Światy równoległe – mikrokosmos umysłu
Przestrzeń się kurczy, kiedy patrzymy sobie w oczy. Wzlatujemy w górę i rozpraszamy się bez lęku, bo cały czas mamy świadomość, że i tak jesteśmy jednością.
Dwie postaci będące swoimi przeciwieństwami i zarazem jednością badają swój wpływ na siebie nawzajem. Nie ma dla nich ograniczeń czasowych, ponieważ czas w ich mikroświecie nie istnieje. Przestrzeń zamyka się wokół nich nieubłaganie. Cienka błona dzieląca poranek od nocy to ich miejsce konfrontacji. Chcieliby się zrozumieć ale ich zachowania zawsze są przeciwstawne i zaprzeczają sobie wzajemnie. Ich emocje wobec siebie są intensywne i dla nich samych niezrozumiałe. Ćwiczą ostateczne przewagi, chwytają się każdej możliwości udowodnienia sobie własnej siły. Są jednocześnie ostrożni i brutalni w trakcie tej analizy, bo spojrzenie sobie w oczy może oznaczać zrozumienie, które będzie dla nich ostateczne.

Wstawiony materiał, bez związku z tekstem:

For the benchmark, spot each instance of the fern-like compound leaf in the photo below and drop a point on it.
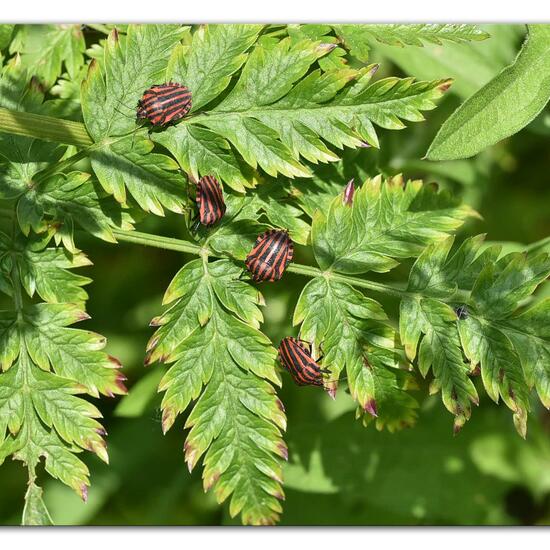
(221, 362)
(490, 330)
(388, 220)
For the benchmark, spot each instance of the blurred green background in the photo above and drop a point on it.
(338, 472)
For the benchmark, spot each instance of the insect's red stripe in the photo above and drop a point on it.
(259, 249)
(277, 249)
(175, 106)
(301, 363)
(266, 271)
(282, 259)
(163, 96)
(210, 208)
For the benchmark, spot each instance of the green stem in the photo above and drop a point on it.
(44, 127)
(168, 243)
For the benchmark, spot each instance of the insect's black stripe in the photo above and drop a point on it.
(167, 95)
(310, 368)
(273, 242)
(259, 249)
(301, 363)
(175, 105)
(291, 359)
(210, 209)
(275, 251)
(282, 260)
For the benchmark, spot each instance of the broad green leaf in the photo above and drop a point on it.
(470, 65)
(223, 364)
(502, 107)
(131, 64)
(280, 110)
(388, 220)
(45, 49)
(351, 332)
(356, 38)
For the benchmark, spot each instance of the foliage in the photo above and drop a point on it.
(284, 116)
(503, 106)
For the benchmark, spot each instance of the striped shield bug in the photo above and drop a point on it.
(210, 202)
(272, 252)
(163, 104)
(297, 360)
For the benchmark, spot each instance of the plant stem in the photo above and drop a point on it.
(44, 127)
(168, 243)
(148, 239)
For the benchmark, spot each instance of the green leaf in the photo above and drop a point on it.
(35, 511)
(501, 108)
(18, 92)
(352, 332)
(357, 37)
(60, 202)
(151, 178)
(470, 65)
(490, 333)
(224, 364)
(131, 64)
(274, 200)
(439, 349)
(216, 52)
(280, 111)
(6, 32)
(388, 220)
(420, 476)
(530, 335)
(46, 364)
(45, 49)
(46, 270)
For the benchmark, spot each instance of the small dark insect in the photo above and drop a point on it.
(271, 254)
(297, 360)
(163, 104)
(209, 201)
(461, 312)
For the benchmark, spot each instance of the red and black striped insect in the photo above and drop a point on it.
(272, 252)
(296, 358)
(209, 201)
(163, 104)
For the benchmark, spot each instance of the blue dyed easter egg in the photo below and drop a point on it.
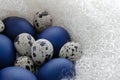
(56, 69)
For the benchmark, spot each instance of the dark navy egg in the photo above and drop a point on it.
(16, 25)
(57, 69)
(7, 54)
(58, 36)
(16, 73)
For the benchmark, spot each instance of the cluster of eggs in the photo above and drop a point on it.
(44, 50)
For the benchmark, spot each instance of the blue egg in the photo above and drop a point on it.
(16, 73)
(57, 35)
(7, 54)
(16, 25)
(56, 69)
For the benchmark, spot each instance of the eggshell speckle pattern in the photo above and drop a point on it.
(41, 51)
(42, 20)
(25, 62)
(2, 27)
(71, 51)
(23, 44)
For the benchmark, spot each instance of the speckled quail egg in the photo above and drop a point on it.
(71, 51)
(41, 51)
(2, 27)
(23, 43)
(42, 20)
(25, 62)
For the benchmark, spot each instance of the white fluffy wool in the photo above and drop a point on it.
(95, 24)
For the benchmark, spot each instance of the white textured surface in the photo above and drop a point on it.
(95, 24)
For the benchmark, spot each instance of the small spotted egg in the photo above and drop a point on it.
(41, 51)
(71, 51)
(25, 62)
(2, 27)
(42, 20)
(23, 43)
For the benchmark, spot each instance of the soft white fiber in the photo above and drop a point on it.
(95, 24)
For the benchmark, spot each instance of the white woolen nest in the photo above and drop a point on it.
(95, 24)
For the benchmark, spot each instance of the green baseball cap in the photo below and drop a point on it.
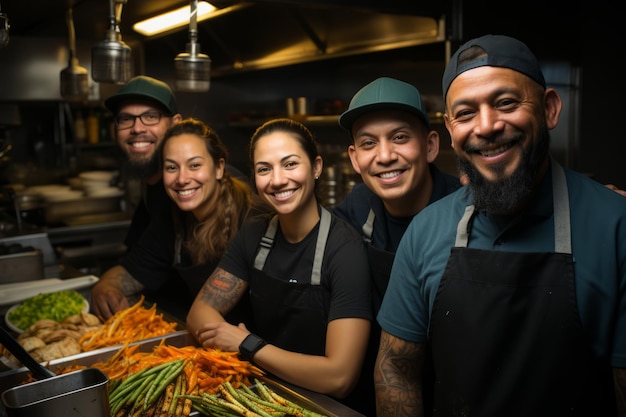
(384, 93)
(143, 87)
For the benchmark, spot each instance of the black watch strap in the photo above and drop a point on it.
(250, 345)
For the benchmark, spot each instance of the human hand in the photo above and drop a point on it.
(222, 335)
(617, 190)
(107, 299)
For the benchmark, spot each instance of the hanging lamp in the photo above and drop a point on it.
(111, 59)
(74, 78)
(193, 69)
(4, 29)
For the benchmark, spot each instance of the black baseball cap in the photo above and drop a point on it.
(384, 93)
(501, 51)
(143, 87)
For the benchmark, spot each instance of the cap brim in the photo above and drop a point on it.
(347, 119)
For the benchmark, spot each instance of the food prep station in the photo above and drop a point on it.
(313, 401)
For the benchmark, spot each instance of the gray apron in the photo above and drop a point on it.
(292, 316)
(505, 332)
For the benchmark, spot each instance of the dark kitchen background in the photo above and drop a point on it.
(265, 52)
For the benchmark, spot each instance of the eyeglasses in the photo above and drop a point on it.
(126, 121)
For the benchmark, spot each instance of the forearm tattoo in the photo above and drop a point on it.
(398, 378)
(223, 290)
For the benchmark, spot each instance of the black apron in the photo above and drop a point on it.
(292, 316)
(380, 262)
(506, 335)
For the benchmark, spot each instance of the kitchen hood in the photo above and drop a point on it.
(265, 35)
(254, 35)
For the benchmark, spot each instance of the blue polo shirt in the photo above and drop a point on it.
(598, 222)
(388, 230)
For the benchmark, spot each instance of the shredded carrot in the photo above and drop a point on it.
(129, 325)
(206, 369)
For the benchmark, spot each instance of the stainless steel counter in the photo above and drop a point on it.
(180, 338)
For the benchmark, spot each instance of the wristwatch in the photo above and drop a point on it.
(250, 345)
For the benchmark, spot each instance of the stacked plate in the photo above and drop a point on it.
(55, 193)
(98, 184)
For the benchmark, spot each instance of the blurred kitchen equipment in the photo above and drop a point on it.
(80, 393)
(74, 78)
(193, 69)
(26, 265)
(302, 106)
(111, 59)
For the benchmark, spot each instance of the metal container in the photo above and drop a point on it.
(81, 393)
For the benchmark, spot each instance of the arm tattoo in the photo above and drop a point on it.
(398, 378)
(223, 290)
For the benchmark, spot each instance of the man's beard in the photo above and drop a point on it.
(505, 196)
(143, 169)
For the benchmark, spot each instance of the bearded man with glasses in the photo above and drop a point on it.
(144, 109)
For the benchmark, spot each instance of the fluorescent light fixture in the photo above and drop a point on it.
(172, 20)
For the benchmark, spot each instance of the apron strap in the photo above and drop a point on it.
(462, 229)
(322, 237)
(368, 226)
(266, 243)
(562, 226)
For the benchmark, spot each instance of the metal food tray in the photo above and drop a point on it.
(181, 338)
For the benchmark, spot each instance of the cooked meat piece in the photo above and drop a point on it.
(47, 353)
(31, 343)
(69, 346)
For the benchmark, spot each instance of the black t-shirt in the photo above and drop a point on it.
(345, 270)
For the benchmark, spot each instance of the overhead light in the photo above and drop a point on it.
(193, 69)
(4, 29)
(173, 19)
(74, 78)
(111, 59)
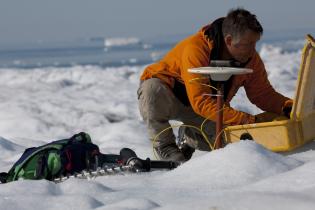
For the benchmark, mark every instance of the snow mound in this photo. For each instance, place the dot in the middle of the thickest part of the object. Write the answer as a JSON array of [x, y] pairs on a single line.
[[237, 164]]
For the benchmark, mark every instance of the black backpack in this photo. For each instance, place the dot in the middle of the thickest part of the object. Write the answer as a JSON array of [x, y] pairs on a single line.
[[58, 158]]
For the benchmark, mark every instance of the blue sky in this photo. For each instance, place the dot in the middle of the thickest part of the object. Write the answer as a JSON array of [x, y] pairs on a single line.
[[54, 20]]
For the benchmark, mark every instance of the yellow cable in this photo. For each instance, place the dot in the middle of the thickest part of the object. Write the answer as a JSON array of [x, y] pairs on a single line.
[[212, 147]]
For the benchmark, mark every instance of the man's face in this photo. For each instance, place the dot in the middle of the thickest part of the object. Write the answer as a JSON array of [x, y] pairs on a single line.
[[244, 47]]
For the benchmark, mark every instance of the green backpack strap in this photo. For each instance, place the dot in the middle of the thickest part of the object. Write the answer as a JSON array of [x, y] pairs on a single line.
[[43, 161]]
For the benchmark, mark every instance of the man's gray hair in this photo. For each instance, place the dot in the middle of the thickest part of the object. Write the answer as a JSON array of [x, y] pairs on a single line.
[[238, 21]]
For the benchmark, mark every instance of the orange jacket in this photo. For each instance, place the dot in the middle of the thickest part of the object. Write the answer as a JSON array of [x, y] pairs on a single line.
[[194, 51]]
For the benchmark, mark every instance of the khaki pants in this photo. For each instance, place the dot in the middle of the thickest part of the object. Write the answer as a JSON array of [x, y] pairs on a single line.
[[158, 105]]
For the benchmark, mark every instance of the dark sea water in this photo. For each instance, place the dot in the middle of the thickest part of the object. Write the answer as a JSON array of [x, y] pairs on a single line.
[[103, 52]]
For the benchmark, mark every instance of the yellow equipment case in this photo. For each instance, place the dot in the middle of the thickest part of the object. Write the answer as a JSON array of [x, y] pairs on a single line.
[[288, 134]]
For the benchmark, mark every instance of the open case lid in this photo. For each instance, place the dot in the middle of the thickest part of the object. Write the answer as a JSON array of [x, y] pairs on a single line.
[[220, 73], [304, 102]]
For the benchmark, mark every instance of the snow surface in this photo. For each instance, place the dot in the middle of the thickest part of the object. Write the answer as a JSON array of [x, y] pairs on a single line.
[[40, 105]]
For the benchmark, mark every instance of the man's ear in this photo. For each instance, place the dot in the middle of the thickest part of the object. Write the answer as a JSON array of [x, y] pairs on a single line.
[[228, 40]]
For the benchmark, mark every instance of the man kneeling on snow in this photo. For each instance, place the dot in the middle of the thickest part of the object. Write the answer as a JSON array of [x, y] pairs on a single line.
[[166, 93]]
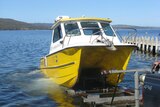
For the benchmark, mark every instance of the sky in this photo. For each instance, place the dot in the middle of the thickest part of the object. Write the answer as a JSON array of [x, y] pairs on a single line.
[[129, 12]]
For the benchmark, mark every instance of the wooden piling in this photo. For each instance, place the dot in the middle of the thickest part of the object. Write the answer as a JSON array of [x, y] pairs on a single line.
[[144, 43]]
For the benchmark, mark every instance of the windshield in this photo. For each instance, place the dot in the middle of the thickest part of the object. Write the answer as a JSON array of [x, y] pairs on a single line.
[[107, 29], [72, 29], [90, 28]]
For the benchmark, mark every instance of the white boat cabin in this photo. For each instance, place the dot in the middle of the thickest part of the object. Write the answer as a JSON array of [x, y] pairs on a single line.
[[72, 32]]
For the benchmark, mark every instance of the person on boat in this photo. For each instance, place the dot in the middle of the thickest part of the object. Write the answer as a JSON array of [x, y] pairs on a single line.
[[156, 66]]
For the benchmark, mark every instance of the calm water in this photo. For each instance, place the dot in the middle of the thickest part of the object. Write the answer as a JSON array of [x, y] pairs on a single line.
[[22, 84]]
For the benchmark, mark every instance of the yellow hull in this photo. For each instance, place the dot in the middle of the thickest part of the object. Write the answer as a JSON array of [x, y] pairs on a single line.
[[68, 67]]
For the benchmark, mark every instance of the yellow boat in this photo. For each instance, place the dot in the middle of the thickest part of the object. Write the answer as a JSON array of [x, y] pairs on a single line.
[[82, 52]]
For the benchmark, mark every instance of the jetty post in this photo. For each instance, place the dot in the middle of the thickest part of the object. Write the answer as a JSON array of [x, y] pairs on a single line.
[[145, 44]]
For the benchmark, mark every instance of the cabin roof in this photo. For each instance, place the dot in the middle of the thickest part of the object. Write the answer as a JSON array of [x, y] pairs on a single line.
[[82, 19]]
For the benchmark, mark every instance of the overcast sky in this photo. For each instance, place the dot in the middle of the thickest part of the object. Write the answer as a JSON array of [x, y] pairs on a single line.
[[130, 12]]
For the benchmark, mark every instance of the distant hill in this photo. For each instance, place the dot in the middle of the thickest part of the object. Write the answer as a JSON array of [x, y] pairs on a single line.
[[135, 27], [11, 24]]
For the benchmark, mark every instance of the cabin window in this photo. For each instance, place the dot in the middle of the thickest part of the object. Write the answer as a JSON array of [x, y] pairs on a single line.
[[107, 29], [72, 29], [90, 28], [57, 34]]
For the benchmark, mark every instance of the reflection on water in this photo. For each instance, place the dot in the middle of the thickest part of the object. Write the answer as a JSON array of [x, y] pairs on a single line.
[[23, 85]]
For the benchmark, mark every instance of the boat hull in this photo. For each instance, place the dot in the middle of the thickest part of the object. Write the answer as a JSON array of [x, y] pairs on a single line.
[[69, 67]]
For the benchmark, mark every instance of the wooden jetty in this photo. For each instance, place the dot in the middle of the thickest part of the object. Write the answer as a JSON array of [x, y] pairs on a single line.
[[144, 43]]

Podjęliśmy temat, który wydaje nam się uniwersalny i podstawowy. Autodestrukcja wynikająca z negacji stanu istniejącego. Podwójność w jedności, podczas kiedy podwójność nie jest czarno – biała. Część istnienia, która zawsze podąża za falą i ta druga, która ocenia syntetycznie i neguje intelektualnie. Żadna z nich nie jest jednolita i zawiera w sobie elementy tej drugiej. Zadajemy sobie pytanie, czy walczą ze sobą, czy próbują się zmieniać nawzajem, czy tylko się obserwują i boleśnie odczuwają. Czy mogą ze sobą współpracować w sytuacjach, kiedy warunkiem jest przetrwanie? Czym jest dla nich przestrzeń, w której bytują, czym jest czas, który jednocześnie nie istnieje i jest ograniczony trwaniem ich żywiciela. Prawdopodobnie nie poszukują rozwiązania i konkluzji, choć w ich trwaniu istnieją momenty przełomowe. Widz zastaje ich przy ich rytuałach, badaniach i dialogach, które same w sobie stanowią sens i treść, tego czym są.